Avec les infections actuelles, les écoles ne pourront pas ouvrir le 1er septembre



“Si nous ne pouvons pas inverser la tendance maintenant, les écoles reprendront le 1er septembre en code orange ou en code rouge. L’année scolaire sera alors hypothéquée dès le début. Les enfants ont déjà un retard d’apprentissage dû au confinement, il est très important que nous leur donnions la chance d’aller à l’école. Il y a encore des interrogations autour du secondaire, car les enfants peuvent facilement transmettre le virus dès l’âge de douze ans”, a confié le professeur Niel Hens.

“Nous constatons, d’après notre étude sur les contacts (qui en est à sa septième phase depuis le début de la pandémie), que les 18-30 ans ont de plus en plus de contacts entre eux et avec les tranches d’âge plus âgées. Ces contacts intergénérationnels nous inquiètent beaucoup.

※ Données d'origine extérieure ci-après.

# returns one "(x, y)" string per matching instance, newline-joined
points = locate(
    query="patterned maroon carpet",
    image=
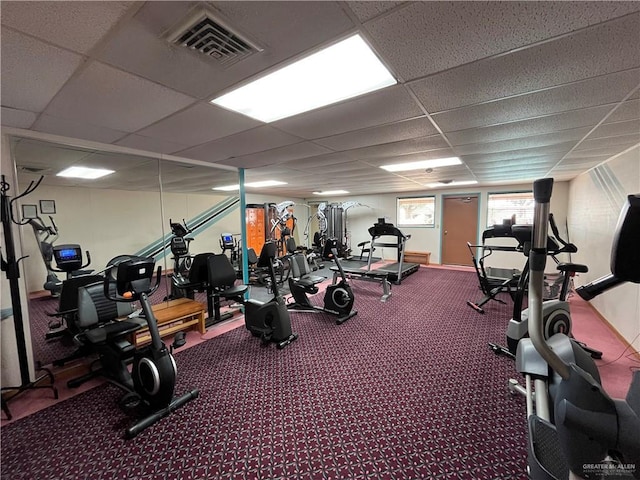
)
(405, 389)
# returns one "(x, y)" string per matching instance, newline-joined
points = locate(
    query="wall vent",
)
(209, 35)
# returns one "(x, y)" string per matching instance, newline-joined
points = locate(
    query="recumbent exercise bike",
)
(151, 382)
(338, 298)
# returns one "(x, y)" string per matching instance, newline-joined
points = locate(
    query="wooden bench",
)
(173, 316)
(417, 257)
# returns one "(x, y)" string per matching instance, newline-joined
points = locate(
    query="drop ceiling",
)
(517, 90)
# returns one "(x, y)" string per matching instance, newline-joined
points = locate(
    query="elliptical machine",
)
(181, 258)
(68, 257)
(152, 380)
(587, 433)
(556, 312)
(269, 320)
(338, 297)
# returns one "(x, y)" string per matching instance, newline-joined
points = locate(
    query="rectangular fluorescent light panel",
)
(332, 192)
(436, 162)
(84, 172)
(344, 70)
(451, 184)
(264, 183)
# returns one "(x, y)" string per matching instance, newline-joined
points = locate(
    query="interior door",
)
(459, 226)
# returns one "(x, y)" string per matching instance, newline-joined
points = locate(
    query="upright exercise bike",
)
(338, 298)
(269, 320)
(556, 312)
(151, 382)
(578, 429)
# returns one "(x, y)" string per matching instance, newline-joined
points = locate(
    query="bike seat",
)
(572, 267)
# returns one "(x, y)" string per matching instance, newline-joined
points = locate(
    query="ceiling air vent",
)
(207, 34)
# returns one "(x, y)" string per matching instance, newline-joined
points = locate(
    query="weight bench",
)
(367, 276)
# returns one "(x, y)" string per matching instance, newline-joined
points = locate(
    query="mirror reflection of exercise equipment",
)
(332, 223)
(10, 265)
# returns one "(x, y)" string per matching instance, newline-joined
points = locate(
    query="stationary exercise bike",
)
(182, 260)
(68, 257)
(151, 382)
(577, 430)
(556, 312)
(269, 320)
(338, 298)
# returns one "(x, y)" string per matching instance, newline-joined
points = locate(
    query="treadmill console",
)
(68, 257)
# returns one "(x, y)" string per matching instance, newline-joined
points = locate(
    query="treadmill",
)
(399, 270)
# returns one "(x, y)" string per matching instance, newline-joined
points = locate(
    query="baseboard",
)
(634, 352)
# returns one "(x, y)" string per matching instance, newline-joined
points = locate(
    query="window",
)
(503, 206)
(416, 211)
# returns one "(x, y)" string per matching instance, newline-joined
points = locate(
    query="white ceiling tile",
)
(13, 117)
(607, 48)
(307, 25)
(244, 143)
(150, 144)
(278, 155)
(34, 153)
(25, 84)
(630, 127)
(77, 26)
(597, 91)
(608, 146)
(317, 162)
(100, 94)
(629, 110)
(412, 157)
(338, 168)
(198, 124)
(535, 126)
(523, 154)
(403, 130)
(385, 106)
(367, 10)
(429, 37)
(505, 161)
(76, 129)
(565, 138)
(414, 145)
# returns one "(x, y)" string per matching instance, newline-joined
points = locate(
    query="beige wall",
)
(10, 374)
(595, 200)
(108, 223)
(359, 219)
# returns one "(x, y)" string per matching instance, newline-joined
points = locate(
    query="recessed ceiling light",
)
(264, 183)
(227, 188)
(331, 192)
(84, 172)
(422, 164)
(451, 183)
(341, 71)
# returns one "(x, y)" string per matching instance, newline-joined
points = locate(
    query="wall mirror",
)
(126, 212)
(191, 205)
(117, 214)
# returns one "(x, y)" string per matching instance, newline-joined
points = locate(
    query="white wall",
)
(595, 200)
(10, 374)
(109, 222)
(359, 219)
(300, 211)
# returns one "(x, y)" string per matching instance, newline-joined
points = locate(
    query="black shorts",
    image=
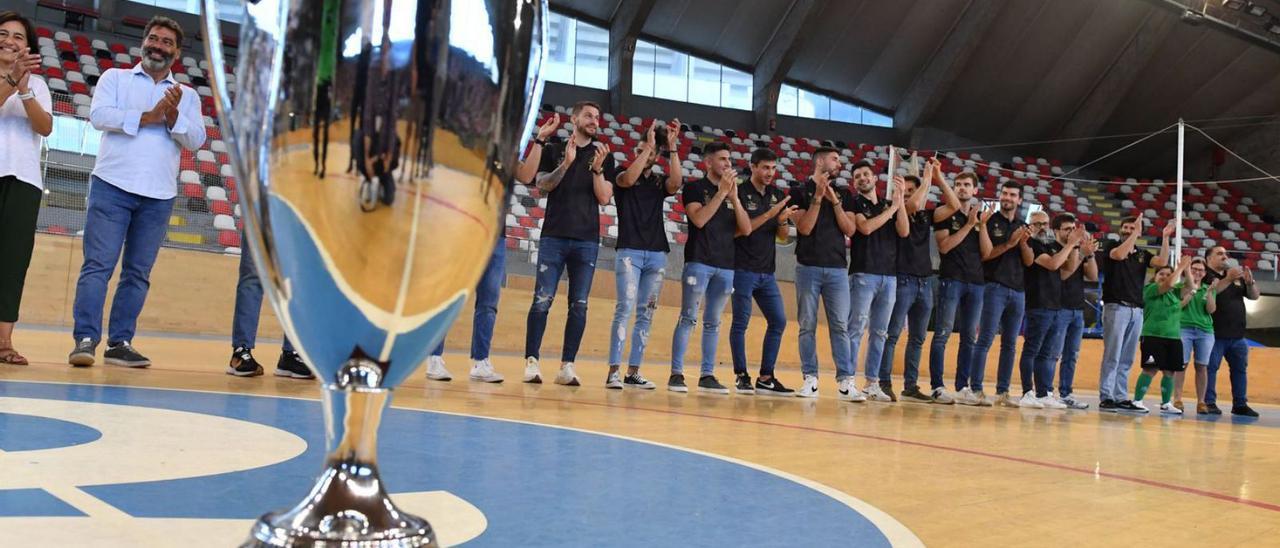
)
(1165, 355)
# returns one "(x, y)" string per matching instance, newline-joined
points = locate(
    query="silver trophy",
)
(373, 142)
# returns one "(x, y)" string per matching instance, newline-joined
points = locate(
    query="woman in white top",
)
(24, 119)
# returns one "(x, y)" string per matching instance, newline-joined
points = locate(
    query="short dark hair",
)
(26, 24)
(762, 154)
(164, 22)
(714, 146)
(1063, 218)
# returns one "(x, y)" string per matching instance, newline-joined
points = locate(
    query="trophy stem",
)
(348, 506)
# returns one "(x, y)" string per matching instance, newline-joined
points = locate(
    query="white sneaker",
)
(1029, 401)
(810, 387)
(848, 391)
(941, 396)
(533, 375)
(567, 377)
(613, 382)
(435, 369)
(965, 397)
(873, 392)
(481, 371)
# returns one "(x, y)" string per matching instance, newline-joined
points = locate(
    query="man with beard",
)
(914, 302)
(821, 263)
(1002, 298)
(641, 259)
(753, 274)
(575, 177)
(145, 118)
(872, 272)
(955, 228)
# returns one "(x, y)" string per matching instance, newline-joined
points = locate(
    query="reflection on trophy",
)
(369, 254)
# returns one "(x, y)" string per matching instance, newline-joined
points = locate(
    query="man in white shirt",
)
(145, 117)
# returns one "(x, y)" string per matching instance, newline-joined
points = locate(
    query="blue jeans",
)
(248, 305)
(1237, 352)
(832, 286)
(639, 281)
(872, 302)
(965, 298)
(488, 291)
(764, 290)
(1121, 329)
(117, 219)
(702, 283)
(556, 255)
(913, 306)
(1001, 310)
(1070, 352)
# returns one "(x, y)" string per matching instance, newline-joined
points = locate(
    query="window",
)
(664, 73)
(576, 53)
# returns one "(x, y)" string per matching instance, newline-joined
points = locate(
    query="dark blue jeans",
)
(488, 291)
(964, 298)
(248, 305)
(912, 309)
(554, 256)
(764, 290)
(1001, 311)
(1237, 352)
(117, 220)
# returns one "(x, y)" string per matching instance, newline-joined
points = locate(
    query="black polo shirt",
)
(1123, 279)
(1043, 287)
(713, 243)
(1006, 269)
(572, 210)
(1229, 318)
(874, 252)
(755, 251)
(640, 222)
(824, 246)
(964, 261)
(913, 251)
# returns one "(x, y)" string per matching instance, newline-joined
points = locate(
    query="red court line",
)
(922, 444)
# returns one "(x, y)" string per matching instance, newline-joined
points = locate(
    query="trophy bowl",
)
(374, 142)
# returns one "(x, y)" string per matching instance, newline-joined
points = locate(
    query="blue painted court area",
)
(535, 485)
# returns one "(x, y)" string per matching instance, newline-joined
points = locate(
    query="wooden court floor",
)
(952, 475)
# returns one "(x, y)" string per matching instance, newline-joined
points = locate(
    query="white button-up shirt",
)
(142, 160)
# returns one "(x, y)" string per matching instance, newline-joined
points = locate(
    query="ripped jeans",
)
(556, 255)
(639, 278)
(700, 282)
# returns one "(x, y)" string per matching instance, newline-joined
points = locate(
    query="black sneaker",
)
(772, 387)
(291, 365)
(676, 383)
(1243, 411)
(708, 383)
(914, 394)
(83, 354)
(743, 384)
(243, 364)
(124, 355)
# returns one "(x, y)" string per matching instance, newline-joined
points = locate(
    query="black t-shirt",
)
(1123, 281)
(640, 222)
(913, 251)
(713, 243)
(1229, 316)
(824, 246)
(964, 261)
(1006, 269)
(874, 252)
(572, 210)
(1043, 287)
(755, 252)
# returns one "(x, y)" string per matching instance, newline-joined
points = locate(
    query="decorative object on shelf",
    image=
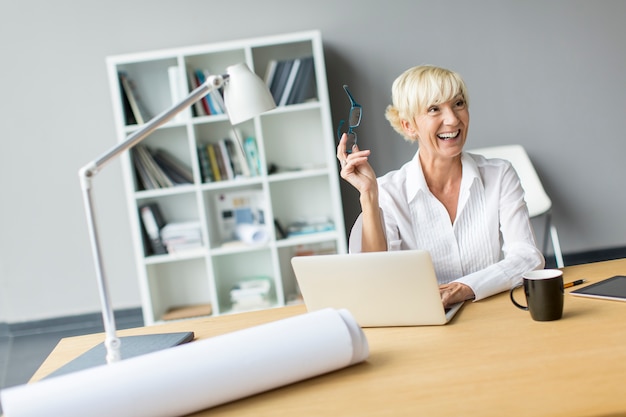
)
(202, 374)
(246, 96)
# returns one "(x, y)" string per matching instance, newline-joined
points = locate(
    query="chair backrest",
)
(536, 197)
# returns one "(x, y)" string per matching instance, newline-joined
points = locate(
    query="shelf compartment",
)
(177, 284)
(231, 269)
(235, 205)
(300, 201)
(144, 75)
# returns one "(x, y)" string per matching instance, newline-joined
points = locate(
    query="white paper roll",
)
(200, 374)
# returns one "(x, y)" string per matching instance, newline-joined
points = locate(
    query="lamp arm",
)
(88, 172)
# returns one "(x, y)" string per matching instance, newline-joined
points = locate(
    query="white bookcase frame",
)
(299, 137)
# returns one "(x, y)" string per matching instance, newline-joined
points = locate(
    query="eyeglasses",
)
(354, 119)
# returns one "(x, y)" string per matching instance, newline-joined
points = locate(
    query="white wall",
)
(549, 75)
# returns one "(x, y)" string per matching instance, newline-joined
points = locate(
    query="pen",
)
(573, 283)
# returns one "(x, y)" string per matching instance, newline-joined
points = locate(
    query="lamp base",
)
(131, 346)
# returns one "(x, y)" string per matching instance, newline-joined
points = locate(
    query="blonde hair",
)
(418, 88)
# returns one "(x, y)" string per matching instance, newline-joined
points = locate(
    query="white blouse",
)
(491, 243)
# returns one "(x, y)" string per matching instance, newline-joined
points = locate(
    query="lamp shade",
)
(245, 94)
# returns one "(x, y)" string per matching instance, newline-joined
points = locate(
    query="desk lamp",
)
(245, 96)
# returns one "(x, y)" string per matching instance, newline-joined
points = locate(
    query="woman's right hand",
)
(355, 167)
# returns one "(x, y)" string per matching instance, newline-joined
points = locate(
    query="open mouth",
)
(449, 135)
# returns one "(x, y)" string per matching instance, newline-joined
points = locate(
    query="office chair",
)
(537, 200)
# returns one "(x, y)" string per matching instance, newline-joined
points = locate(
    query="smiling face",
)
(441, 129)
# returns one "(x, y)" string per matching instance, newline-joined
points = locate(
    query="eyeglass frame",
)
(350, 132)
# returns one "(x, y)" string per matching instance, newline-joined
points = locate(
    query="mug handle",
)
(513, 298)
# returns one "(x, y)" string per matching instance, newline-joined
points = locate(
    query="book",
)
(152, 221)
(293, 72)
(252, 156)
(129, 117)
(220, 161)
(205, 165)
(215, 169)
(138, 110)
(181, 236)
(280, 79)
(145, 181)
(238, 153)
(227, 164)
(305, 87)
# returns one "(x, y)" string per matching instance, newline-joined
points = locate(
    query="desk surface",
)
(492, 359)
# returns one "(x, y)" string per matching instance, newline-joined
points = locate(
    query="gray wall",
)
(547, 74)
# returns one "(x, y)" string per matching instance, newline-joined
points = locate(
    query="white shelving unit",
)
(299, 137)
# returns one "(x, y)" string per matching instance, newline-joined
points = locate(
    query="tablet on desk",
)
(613, 288)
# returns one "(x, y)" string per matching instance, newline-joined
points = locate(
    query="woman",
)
(467, 211)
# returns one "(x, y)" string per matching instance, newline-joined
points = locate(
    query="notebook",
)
(613, 288)
(397, 288)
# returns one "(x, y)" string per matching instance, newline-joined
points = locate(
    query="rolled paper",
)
(201, 374)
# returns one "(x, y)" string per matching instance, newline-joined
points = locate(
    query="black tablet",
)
(613, 288)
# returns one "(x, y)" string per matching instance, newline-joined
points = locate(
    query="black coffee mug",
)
(544, 294)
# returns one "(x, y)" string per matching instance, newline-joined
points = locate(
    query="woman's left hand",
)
(455, 292)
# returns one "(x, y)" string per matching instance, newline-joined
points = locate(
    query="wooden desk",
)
(491, 360)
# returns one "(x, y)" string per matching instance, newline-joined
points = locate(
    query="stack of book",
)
(226, 160)
(159, 168)
(134, 110)
(291, 81)
(236, 208)
(181, 236)
(251, 294)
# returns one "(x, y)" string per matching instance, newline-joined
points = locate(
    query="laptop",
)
(397, 288)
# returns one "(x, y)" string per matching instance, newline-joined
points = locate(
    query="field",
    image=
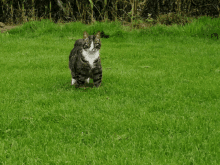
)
(158, 103)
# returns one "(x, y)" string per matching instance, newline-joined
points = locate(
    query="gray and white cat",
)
(84, 60)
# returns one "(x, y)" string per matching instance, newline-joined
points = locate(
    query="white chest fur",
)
(90, 55)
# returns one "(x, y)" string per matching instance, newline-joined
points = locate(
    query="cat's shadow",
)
(68, 86)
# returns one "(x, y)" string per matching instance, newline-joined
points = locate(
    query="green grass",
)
(158, 102)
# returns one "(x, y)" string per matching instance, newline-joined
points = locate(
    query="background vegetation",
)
(158, 102)
(88, 11)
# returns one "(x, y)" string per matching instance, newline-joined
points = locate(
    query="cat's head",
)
(92, 43)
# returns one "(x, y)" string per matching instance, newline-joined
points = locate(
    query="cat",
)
(84, 60)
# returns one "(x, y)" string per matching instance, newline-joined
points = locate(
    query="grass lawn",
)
(158, 103)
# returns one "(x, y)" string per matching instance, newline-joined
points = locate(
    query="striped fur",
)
(84, 60)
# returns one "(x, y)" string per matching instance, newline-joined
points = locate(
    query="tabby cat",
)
(84, 60)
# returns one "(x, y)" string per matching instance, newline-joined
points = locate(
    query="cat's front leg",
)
(80, 81)
(97, 77)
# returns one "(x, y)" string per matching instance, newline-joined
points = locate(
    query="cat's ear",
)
(98, 35)
(85, 35)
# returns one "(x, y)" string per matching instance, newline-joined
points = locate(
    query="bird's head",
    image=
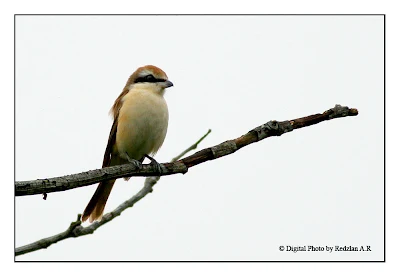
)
(149, 77)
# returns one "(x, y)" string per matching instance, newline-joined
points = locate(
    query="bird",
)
(140, 115)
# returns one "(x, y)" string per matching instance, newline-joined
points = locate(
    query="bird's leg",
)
(154, 164)
(136, 163)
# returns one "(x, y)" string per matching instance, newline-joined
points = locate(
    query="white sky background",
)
(321, 185)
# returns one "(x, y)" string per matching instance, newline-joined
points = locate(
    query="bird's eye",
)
(150, 78)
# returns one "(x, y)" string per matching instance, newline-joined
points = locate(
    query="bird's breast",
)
(142, 124)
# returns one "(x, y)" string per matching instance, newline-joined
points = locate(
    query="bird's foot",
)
(156, 165)
(136, 163)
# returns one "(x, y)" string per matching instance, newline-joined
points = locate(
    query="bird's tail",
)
(94, 209)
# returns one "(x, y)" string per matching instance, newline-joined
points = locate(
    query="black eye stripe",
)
(148, 79)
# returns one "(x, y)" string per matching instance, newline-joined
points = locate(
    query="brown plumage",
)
(140, 124)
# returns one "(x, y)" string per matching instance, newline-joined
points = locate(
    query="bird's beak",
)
(167, 84)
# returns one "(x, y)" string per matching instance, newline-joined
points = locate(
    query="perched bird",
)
(140, 124)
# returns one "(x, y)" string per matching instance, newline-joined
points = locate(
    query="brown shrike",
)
(140, 124)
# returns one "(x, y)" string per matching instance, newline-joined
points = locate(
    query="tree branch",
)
(271, 128)
(76, 230)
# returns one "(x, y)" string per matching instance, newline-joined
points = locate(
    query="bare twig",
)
(271, 128)
(76, 230)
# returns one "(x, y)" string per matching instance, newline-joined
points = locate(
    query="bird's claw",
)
(156, 165)
(136, 163)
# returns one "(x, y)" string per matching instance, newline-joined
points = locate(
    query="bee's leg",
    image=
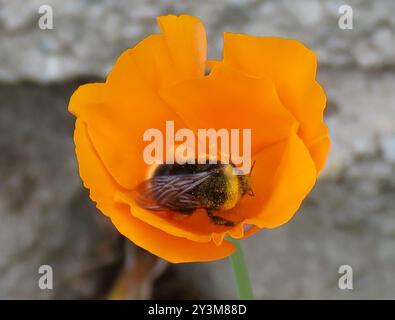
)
(219, 220)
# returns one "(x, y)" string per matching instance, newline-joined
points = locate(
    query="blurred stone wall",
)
(46, 218)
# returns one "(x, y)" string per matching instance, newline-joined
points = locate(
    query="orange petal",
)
(91, 93)
(228, 99)
(162, 244)
(102, 187)
(119, 112)
(291, 182)
(91, 170)
(186, 40)
(292, 67)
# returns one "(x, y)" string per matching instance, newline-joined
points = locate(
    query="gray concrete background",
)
(46, 218)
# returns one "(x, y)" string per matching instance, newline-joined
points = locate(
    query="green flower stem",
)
(242, 277)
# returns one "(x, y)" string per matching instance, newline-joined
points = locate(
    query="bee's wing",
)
(170, 192)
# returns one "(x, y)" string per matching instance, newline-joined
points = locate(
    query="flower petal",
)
(102, 188)
(186, 40)
(292, 180)
(228, 99)
(292, 67)
(119, 112)
(91, 170)
(162, 244)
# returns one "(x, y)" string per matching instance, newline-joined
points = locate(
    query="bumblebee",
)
(184, 188)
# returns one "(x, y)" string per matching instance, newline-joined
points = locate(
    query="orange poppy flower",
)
(263, 83)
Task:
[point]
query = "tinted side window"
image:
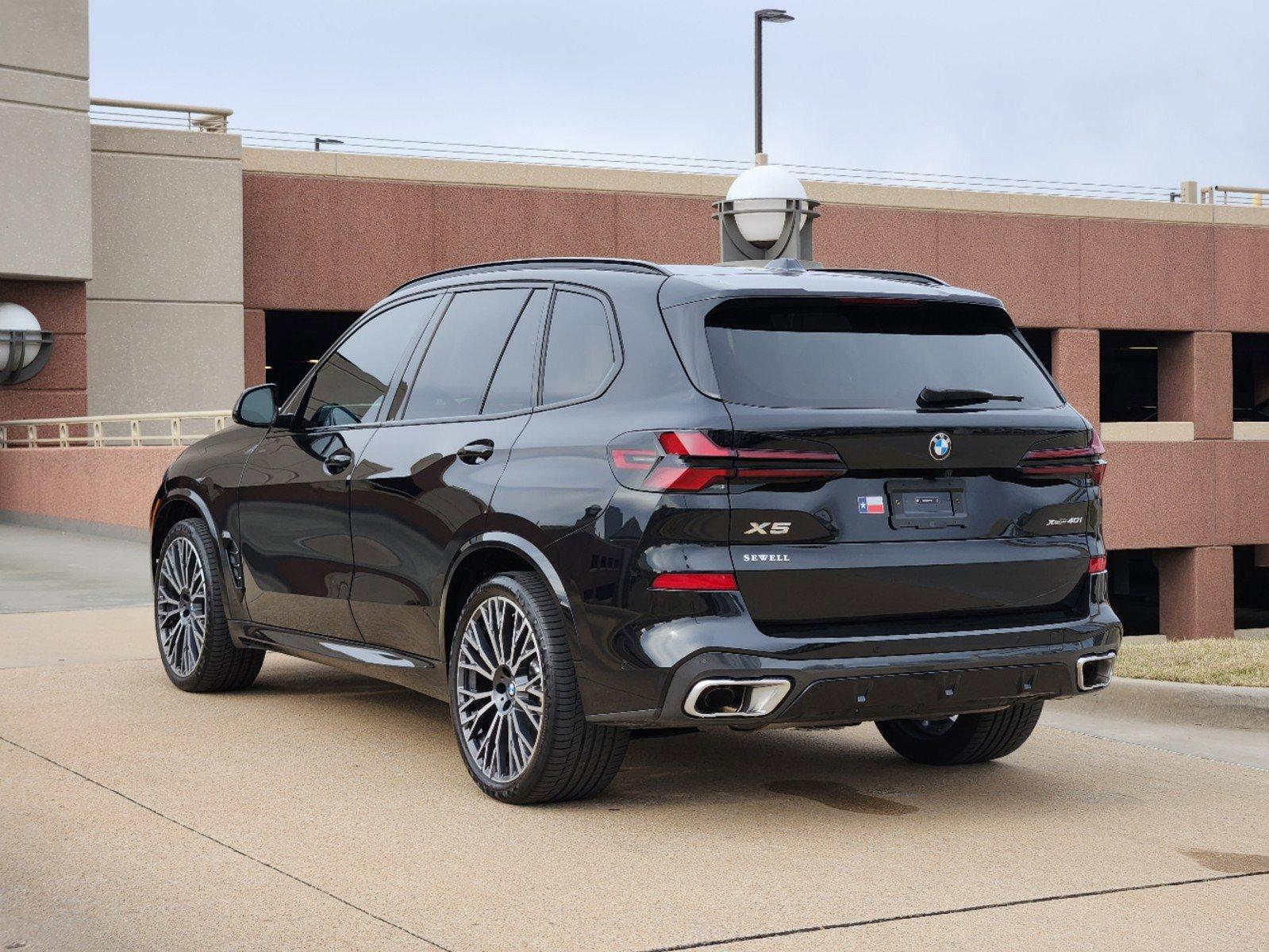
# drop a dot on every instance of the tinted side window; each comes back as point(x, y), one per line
point(512, 387)
point(456, 371)
point(353, 381)
point(579, 349)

Nous craignons que cela ne se traduise par un nombre croissant d’hospitalisations”, a-t-il ajouté.

“Le virus s’est à nouveau généralisé, ce qui l’a amené à émerger dans les différentes tranches d’âge. En termes d’hospitalisations, l’effet se marque avec un certain retard, surtout parce qu’il y a une génération qui est elle-même plus asymptomatique, de sorte que le virus est transmis inconsciemment aux personnes âgées”.

“C’est très inquiétant”

Selon le scientifique, la situation peut être renversée si nous adaptons notre comportement en matière de contacts sociaux. “Avec les experts du GEES, nous n’avons jamais donné le conseil d’élargir la bulle des personnes à quinze, mais cela a été annoncé le 1er juillet. Le problème est que cela a été interprété sur une base individuelle, qui permettrait à chaque individu d’avoir quinze contacts. Il faut mieux expliquer cela et préciser que ce devrait toujours être les mêmes personnes avec qui vous êtes en contact. Il faut beaucoup d’efforts pour inverser la courbe, donc j’aurais préféré réduire la bulle à dix personnes.”

“Nous sommes dans une croissance exponentielle. En une semaine, le nombre d’infections a doublé. Dans la province d’Anvers, cela va beaucoup plus vite. C’est très inquiétant, il n’y a pas de temps à perdre et il faut renoncer à certains assouplissements, même temporairement. Il faut absolument reprendre le contrôle de la courbe”, conclut-il.